How quickly can advertising return to growth? Many Wall Street observers warn that it likely will take until next year. The national TV ad market declined around 25 percent in the second quarter, with local TV being hit harder, notes Brian Wieser, GroupM’s global president, business intelligence. “While all [CEOs] spoke of improving trends in the third quarter, we still expect double-digit declines at all but Disney, which gets a big boost from the NBA completing its season,” wrote Nollen in an Aug. 8 report.

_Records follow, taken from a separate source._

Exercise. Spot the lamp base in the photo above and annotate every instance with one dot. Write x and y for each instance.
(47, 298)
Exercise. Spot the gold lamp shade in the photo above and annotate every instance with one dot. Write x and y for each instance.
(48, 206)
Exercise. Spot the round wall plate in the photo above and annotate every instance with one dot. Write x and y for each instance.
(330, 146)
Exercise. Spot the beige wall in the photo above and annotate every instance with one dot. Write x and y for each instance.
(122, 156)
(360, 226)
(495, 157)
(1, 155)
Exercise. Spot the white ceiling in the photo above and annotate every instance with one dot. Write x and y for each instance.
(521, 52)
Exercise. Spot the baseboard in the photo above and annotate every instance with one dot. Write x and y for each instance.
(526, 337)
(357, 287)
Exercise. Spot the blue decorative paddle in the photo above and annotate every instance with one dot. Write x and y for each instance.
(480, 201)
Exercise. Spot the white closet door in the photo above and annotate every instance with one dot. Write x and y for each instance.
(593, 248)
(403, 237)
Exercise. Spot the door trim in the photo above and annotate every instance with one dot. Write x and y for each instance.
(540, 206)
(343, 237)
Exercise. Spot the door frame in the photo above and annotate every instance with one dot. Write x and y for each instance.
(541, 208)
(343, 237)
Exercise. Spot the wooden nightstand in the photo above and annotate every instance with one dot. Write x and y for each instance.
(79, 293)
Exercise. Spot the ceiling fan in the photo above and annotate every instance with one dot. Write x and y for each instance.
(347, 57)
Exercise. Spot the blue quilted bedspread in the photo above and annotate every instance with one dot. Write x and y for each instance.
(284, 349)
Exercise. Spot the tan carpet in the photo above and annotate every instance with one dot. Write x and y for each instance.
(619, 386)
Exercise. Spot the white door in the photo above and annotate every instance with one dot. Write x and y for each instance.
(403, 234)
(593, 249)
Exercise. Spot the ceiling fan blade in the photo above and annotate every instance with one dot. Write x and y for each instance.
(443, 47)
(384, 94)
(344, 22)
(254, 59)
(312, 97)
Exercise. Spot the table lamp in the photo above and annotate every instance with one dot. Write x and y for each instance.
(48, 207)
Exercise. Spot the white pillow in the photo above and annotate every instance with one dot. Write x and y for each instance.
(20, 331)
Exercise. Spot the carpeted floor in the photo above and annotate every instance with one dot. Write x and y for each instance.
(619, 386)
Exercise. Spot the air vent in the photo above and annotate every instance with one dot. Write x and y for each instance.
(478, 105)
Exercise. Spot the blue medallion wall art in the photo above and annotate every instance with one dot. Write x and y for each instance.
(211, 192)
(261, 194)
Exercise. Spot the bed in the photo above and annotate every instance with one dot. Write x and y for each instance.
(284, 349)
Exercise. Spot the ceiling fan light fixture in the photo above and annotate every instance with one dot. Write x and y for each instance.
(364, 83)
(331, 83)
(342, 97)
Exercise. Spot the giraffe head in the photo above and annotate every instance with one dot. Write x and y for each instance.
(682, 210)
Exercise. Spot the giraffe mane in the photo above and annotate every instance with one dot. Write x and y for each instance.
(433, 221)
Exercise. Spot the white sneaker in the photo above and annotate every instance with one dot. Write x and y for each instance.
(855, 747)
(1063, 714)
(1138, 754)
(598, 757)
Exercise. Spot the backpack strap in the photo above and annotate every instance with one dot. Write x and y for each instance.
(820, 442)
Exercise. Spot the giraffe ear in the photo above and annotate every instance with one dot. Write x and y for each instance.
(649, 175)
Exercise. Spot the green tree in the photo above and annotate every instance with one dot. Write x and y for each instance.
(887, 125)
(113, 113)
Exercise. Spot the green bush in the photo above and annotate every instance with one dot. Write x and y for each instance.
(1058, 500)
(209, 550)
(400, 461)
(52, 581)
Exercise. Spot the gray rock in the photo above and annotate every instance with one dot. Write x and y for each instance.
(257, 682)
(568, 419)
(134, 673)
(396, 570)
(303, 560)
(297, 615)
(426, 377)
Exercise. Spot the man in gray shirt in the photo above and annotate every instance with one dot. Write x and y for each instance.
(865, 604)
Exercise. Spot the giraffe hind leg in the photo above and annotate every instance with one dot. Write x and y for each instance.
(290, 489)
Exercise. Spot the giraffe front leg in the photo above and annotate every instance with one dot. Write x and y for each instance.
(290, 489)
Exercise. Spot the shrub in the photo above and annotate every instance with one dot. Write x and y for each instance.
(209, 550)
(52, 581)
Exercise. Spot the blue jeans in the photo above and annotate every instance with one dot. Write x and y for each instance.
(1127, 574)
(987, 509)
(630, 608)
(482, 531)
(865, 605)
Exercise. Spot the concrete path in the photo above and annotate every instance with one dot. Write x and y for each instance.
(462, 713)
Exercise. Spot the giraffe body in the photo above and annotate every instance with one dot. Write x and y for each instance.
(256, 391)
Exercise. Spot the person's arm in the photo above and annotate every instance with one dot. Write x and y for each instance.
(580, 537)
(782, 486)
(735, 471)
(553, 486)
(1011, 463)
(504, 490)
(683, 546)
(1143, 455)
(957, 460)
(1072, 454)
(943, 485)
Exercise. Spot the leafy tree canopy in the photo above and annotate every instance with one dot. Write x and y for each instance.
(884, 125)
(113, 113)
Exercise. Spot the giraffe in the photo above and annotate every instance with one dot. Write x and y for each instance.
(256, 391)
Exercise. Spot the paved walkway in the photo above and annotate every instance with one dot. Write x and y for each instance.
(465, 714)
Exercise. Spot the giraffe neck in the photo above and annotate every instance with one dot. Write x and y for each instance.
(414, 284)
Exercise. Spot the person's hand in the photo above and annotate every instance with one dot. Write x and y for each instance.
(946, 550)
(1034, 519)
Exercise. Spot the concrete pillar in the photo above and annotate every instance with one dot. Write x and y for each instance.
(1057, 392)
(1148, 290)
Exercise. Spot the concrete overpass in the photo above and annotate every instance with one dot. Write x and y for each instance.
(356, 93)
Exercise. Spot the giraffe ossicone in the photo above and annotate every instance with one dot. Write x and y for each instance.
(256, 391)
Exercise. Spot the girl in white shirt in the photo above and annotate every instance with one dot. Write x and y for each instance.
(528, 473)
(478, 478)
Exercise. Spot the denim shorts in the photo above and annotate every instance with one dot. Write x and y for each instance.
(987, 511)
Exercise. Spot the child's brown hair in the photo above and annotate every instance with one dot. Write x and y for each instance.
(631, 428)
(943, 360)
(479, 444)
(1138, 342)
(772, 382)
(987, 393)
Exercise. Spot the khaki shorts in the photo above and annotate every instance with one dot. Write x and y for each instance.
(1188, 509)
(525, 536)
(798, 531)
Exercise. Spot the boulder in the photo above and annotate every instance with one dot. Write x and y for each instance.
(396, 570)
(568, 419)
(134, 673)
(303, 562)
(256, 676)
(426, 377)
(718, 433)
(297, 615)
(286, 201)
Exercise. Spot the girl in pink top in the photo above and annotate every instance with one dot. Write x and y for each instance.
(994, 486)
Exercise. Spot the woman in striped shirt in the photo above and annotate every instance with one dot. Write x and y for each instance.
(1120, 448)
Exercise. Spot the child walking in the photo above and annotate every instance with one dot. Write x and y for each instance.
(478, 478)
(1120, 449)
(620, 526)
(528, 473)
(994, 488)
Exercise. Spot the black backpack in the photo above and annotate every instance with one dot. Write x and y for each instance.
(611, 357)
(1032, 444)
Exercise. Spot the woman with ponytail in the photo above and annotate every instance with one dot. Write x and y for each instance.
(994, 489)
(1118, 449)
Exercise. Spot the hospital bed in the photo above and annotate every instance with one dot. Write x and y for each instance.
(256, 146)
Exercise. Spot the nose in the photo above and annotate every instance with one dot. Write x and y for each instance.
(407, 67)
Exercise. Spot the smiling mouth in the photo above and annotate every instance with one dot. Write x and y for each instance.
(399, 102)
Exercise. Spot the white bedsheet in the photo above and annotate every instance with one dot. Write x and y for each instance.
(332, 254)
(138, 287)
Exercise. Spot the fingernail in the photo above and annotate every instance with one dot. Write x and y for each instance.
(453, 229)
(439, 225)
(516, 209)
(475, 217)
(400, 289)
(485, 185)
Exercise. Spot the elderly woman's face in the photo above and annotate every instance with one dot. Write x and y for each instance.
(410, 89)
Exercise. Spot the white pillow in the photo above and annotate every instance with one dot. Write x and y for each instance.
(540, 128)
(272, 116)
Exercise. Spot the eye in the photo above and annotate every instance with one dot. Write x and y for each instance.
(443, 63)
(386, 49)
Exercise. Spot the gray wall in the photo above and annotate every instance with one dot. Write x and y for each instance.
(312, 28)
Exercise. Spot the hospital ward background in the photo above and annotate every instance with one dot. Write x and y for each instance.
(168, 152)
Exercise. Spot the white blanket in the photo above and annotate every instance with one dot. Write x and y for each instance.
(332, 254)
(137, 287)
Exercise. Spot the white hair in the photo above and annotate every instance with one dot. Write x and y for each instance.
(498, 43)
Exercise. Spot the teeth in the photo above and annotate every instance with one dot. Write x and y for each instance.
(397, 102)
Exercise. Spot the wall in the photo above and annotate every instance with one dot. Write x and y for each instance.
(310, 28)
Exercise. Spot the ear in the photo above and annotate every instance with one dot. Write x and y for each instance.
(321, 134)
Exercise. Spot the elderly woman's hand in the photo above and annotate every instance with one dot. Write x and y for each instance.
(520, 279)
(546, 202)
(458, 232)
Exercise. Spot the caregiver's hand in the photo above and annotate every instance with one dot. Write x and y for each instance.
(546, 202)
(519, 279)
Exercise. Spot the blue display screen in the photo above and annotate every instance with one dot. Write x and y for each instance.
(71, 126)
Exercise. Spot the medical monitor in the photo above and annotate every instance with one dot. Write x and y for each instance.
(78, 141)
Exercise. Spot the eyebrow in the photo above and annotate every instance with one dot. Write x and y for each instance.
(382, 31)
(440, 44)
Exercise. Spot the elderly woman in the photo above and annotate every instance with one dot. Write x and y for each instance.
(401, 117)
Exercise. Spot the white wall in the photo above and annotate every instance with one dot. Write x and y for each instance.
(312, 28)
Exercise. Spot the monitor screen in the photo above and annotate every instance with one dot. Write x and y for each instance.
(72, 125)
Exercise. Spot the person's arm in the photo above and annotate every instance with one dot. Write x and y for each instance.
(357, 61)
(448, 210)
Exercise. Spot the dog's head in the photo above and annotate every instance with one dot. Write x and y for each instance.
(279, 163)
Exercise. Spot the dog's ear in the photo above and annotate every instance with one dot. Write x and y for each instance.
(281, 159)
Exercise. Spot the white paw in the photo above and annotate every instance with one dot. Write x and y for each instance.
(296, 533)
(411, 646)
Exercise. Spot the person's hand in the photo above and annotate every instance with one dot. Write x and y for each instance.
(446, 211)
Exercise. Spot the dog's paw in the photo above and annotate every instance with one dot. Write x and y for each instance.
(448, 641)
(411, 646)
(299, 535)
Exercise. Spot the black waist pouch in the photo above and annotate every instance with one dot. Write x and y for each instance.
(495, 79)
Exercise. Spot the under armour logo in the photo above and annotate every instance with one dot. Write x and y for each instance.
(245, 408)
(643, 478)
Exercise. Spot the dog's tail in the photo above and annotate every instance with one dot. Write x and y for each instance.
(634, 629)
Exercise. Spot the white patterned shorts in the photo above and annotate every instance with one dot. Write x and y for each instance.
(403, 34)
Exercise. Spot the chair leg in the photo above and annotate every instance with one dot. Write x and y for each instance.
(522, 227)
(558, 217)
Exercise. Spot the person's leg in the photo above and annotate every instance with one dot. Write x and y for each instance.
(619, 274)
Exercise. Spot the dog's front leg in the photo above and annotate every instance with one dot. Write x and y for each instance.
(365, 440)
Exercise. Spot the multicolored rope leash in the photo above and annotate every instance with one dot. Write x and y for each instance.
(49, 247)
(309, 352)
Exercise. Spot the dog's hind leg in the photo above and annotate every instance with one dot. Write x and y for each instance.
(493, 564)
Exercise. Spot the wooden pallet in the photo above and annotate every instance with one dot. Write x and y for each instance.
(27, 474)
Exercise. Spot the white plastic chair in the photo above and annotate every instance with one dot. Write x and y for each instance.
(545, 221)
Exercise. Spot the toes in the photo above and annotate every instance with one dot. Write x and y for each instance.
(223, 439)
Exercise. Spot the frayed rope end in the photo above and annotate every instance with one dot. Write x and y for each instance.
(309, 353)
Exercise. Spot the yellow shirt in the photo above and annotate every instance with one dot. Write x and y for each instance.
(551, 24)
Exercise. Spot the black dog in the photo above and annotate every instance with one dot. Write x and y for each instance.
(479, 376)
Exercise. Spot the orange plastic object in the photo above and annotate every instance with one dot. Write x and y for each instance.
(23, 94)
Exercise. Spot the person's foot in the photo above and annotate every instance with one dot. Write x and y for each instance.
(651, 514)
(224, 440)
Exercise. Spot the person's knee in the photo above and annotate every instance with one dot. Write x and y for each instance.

CFRA Research analyst Tuna Amobi cautions that there was “likely a second-quarter bottom, but with a slower-than-expected path to potential recovery through the second half and into 2021.”
Observers say much will depend on whether live sports can return and stay on the air or if coronavirus spikes will cause delays to current reopening schedules. The same goes for the return of original programming productions that networks need to serve up fresh programming.
“We believe we can get our scripted production going again later this summer, and when combined with sports that are returning, we will have a full schedule of fresh and compelling programming on our various platforms in the fall,” said NBCU’s Shell.
Analysts also warn that the ad recovery will not be even. Bakish, for one, said broadcast ad trends have been “relatively strong,” with cable networks seeing “more relative softness.”
And local TV stations have been hit hardest, but could benefit from election season. Said Murdoch. “We are encouraged by recent trends in our local markets.”